À Antananarivo, les pelures de banane et les restes de riz ne finissent plus dans la poubelle : ils deviennent énergie. GaZnika, jeune startup malgache, invente un quotidien où chaque foyer ou restaurant peut cuisiner grâce à ses propres déchets organiques.

Tout a commencé avec une idée simple mais percutante. « À Madagascar, la quantité de déchets organiques est énorme. Pourquoi ne pas les transformer en gaz pour cuisiner ? » se souvient Natacha. Étudiante en génie industriel, elle a découvert le biogaz via des documentaires montrant comment certains pays produisent de l'énergie à partir de leurs déchets. L'idée prend corps lors de l'Orange Summer Challenge 2025 — quatre mois intenses, huit étudiants venus de disciplines différentes, une équipe soudée par le stress et les livrables hebdomadaires. GaZnika décroche la deuxième place au classement Afrique et Moyen-Orient. Et trouve son identité : innovante, écologique, accessible.
Le cœur du projet, c'est un bio-digesteur compact et mobile, conçu pour les foyers d'au moins cinq personnes et les restaurants.
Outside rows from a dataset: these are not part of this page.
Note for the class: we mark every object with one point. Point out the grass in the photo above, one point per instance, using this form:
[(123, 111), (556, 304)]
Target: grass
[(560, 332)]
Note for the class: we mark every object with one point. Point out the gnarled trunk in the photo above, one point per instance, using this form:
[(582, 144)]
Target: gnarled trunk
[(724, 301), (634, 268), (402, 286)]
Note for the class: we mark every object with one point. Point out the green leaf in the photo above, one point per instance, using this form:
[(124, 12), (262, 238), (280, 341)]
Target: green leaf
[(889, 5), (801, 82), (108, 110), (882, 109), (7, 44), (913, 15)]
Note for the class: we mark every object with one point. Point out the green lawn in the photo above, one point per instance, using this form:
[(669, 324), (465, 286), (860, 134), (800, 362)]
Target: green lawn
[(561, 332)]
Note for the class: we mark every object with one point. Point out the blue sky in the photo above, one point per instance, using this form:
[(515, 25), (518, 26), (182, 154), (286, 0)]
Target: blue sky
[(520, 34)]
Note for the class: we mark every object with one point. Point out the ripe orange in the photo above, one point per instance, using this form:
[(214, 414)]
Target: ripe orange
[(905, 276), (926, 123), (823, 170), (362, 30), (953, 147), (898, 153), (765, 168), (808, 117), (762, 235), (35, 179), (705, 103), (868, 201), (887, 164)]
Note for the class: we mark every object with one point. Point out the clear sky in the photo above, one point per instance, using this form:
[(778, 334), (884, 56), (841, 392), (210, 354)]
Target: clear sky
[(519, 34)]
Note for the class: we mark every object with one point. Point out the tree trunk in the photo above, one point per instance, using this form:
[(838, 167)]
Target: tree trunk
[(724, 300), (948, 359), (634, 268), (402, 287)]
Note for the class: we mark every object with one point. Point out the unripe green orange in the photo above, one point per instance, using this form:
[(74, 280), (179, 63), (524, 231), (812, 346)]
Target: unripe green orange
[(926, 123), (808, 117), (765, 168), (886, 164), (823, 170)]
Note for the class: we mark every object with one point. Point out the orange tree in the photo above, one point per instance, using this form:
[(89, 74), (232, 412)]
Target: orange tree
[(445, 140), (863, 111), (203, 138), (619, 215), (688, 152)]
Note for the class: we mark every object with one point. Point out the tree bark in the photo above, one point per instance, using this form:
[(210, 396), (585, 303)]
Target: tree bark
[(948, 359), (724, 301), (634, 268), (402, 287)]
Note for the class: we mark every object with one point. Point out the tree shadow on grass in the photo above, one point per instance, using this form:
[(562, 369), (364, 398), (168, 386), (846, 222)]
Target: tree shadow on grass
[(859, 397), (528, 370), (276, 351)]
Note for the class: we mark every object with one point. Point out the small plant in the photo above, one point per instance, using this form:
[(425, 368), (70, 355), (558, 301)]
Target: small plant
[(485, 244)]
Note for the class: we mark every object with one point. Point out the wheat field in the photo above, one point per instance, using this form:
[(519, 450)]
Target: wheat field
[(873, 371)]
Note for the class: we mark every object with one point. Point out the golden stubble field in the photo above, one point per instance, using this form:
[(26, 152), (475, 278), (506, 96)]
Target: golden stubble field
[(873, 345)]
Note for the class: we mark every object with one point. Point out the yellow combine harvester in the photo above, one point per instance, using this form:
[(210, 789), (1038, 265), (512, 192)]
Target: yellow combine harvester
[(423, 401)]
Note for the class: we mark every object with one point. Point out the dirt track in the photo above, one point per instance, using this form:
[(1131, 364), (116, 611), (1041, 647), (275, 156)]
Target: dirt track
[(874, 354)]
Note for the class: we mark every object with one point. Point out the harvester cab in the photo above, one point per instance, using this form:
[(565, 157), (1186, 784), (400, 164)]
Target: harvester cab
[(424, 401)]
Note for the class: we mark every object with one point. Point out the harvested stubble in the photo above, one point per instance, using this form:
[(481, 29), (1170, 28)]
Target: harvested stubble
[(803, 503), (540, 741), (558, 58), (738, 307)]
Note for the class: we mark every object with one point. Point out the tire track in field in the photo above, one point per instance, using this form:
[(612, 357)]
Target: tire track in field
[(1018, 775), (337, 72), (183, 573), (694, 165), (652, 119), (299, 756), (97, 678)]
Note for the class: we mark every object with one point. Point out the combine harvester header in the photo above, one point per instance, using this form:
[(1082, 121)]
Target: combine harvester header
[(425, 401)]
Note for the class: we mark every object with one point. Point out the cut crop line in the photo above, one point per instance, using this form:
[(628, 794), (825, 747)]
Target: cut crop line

L'installation idéale : à l'extérieur, dans un jardin ou une cour — loin des contraintes des modèles traditionnels en béton enterré. Chaque jour, 1 kg de déchets organiques est introduit dans l'appareil. Après deux à trois semaines de fermentation, le biogaz devient continu. Connecté à une application mobile, le système fournit des tutoriels et conseille sur les combinaisons de déchets pour maximiser le rendement.
L'équipe est actuellement en phase de prototypage, testant chaque détail, corrigeant les défauts, affinant l'expérience utilisateur. Un nouveau prototype sera bientôt testé dans dix foyers pilotes. Le coût actuel est de 3 000 000 ariary, avec un prix de vente envisagé autour de 3 250 000 ariary — « encore flexible, il pourra évoluer selon les retours », précise Natacha. GaZnika réfléchit aussi à une version en bouteille, plus pratique que le système actuel en ballon. À moyen terme, l'équipe prévoit une mini-usine pour collecter les déchets des industries et communes, et produire du biogaz conditionné pour ceux qui n'en génèrent pas assez à domicile. Une étape qui pourrait voir le jour dans quatre à cinq ans. Les bénéfices sont multiples : réduction des déchets urbains, lutte contre la déforestation, création d'emplois. Avec près de 98 % des Malgaches dépendant encore du charbon, GaZnika propose une alternative locale et concrète. « Chaque pelletée de déchets, chaque ajustement, chaque sourire d'un utilisateur convaincu est une victoire pour nous », confie Natacha.